24年の能登半島地震に起因する災害廃棄物の処理支援事業が順調に進捗したことなどが影響した。一方で、首都圏の廃棄物処理における人件費や販管費などのコスト増が減益の要因となった。
配当について、25年度の年間配当金は50円(期末配当30円を含む)。
図表1、26/3期実績(百万円、円/株)

出所:会社発表資料よりIRU作成
<26年度予想>
〇見通し
売上高1,056億円(同11.4%減)、営業利益74億円(同66.9%減)、経常利益65億円(同70.2%減)、当期利益41億円(同72.2%減)と、大幅な減収減益を予想。
能登半島地震に伴う災害廃棄物処理支援事業が25年度で概ね終了したことに加え、エネルギー価格や燃料費の上昇、本社移転および新規事業予定地の賃借に伴う費用を見込んでいるため。
なお、配当予想は、前年度と同じ年間50円を予想。
図表2、27/3期見通し(百万円、円/株)

出所:会社発表資料よりIRU作成
〇本社移転および定款の変更
・本社移転:分散している主要構成会社の本社機能を集約し、業務効率化や採用力強化、グループシナジーの発揮を図るため、本社を「東京都港区芝浦一丁目1番1号 BLUE FRONT SHIBAURA TOWER S 26階」に移転。
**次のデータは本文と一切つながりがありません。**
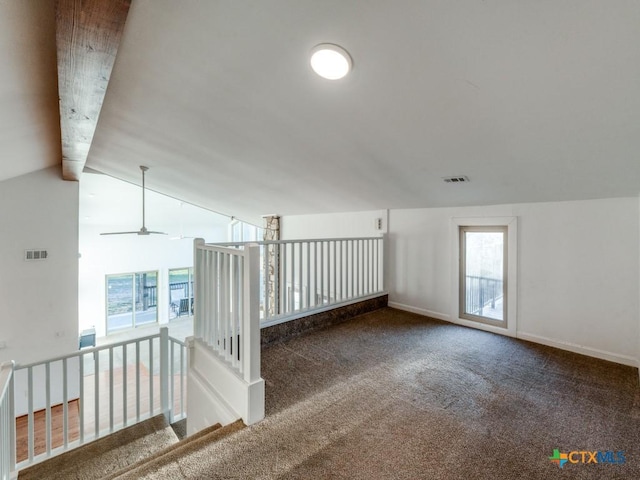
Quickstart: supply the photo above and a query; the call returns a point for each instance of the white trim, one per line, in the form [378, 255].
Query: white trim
[575, 348]
[529, 337]
[512, 275]
[420, 311]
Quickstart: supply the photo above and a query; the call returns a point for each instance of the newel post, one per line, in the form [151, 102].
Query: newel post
[251, 314]
[167, 411]
[198, 288]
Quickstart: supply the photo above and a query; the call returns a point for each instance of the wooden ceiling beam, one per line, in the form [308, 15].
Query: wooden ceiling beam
[88, 33]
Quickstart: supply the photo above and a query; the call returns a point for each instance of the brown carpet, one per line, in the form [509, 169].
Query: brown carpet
[96, 459]
[392, 395]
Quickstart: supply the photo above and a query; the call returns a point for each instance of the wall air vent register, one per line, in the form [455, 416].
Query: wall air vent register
[35, 254]
[457, 179]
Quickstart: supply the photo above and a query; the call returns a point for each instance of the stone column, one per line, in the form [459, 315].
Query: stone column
[272, 232]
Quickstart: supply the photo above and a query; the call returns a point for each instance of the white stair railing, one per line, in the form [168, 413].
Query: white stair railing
[226, 305]
[224, 355]
[7, 421]
[94, 392]
[302, 277]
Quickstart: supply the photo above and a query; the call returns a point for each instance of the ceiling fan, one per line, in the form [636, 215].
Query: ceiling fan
[143, 230]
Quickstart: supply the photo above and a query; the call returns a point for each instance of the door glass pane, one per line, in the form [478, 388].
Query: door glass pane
[483, 275]
[180, 292]
[119, 302]
[146, 289]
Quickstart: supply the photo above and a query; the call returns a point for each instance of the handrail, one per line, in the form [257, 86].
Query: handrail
[85, 351]
[226, 297]
[303, 240]
[306, 276]
[103, 398]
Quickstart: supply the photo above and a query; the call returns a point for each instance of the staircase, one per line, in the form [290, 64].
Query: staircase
[140, 451]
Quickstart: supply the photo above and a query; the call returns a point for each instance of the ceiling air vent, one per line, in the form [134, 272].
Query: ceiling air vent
[457, 179]
[37, 254]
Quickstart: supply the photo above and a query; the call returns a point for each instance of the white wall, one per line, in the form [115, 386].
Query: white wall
[334, 225]
[39, 299]
[109, 205]
[578, 276]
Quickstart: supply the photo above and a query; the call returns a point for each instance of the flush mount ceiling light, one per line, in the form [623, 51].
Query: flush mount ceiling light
[330, 61]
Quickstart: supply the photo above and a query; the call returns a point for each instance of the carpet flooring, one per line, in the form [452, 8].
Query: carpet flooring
[108, 454]
[393, 395]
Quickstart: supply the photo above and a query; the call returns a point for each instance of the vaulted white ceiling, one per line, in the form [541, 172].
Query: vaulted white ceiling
[533, 101]
[29, 120]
移転時期は26年8月末を予定。
・定款の変更(事業目的の追加):業容拡大に伴い、エネルギー関連機器(太陽電池等)の制御・監視、新燃料(SAFや水素、アンモニア等)の開発・製造・販売、データセンターの運用などに関する事業目的を定款に新たに追加する。
〇「TRE中期経営計画 2030」の策定
経営環境の変化や災害廃棄物処理支援事業の収束を踏まえ、新たな5ヵ年計画(26年度〜30年度(31/3期))を策定した。
・基本戦略:「既存事業の強靭化」「新分野・新事業への挑戦」に「ホールディングス連携機能の強化」を加え、M&Aや資本業務提携などのパートナーシップ戦略を推進。
・主要な取り組み:千葉県市原市における「TRE環境複合事業」の拡充や、福島県相馬市での「相馬サーキュラーパーク」構想など、産学官連携による事業領域の拡充を進める。
・投資・財務戦略:主要な新規事業などに向けて概算575億円の投資を計画。また、成長投資と株主還元を勘案し、総還元性向35%~40%を下限とする株主還元を実施しつつ、自己資本比率40%以上を維持する方針。
・業績目標:最終年度となる30年度には、売上高1,350億円、事業利益135億円、EBITDA244億円、当期利益80.6億円の達成を目指す。
<参考>
図表3、四半期別の業績推移(百万円、%)

出所:会社発表資料よりIRU作成
(IRuniverse 井上 康)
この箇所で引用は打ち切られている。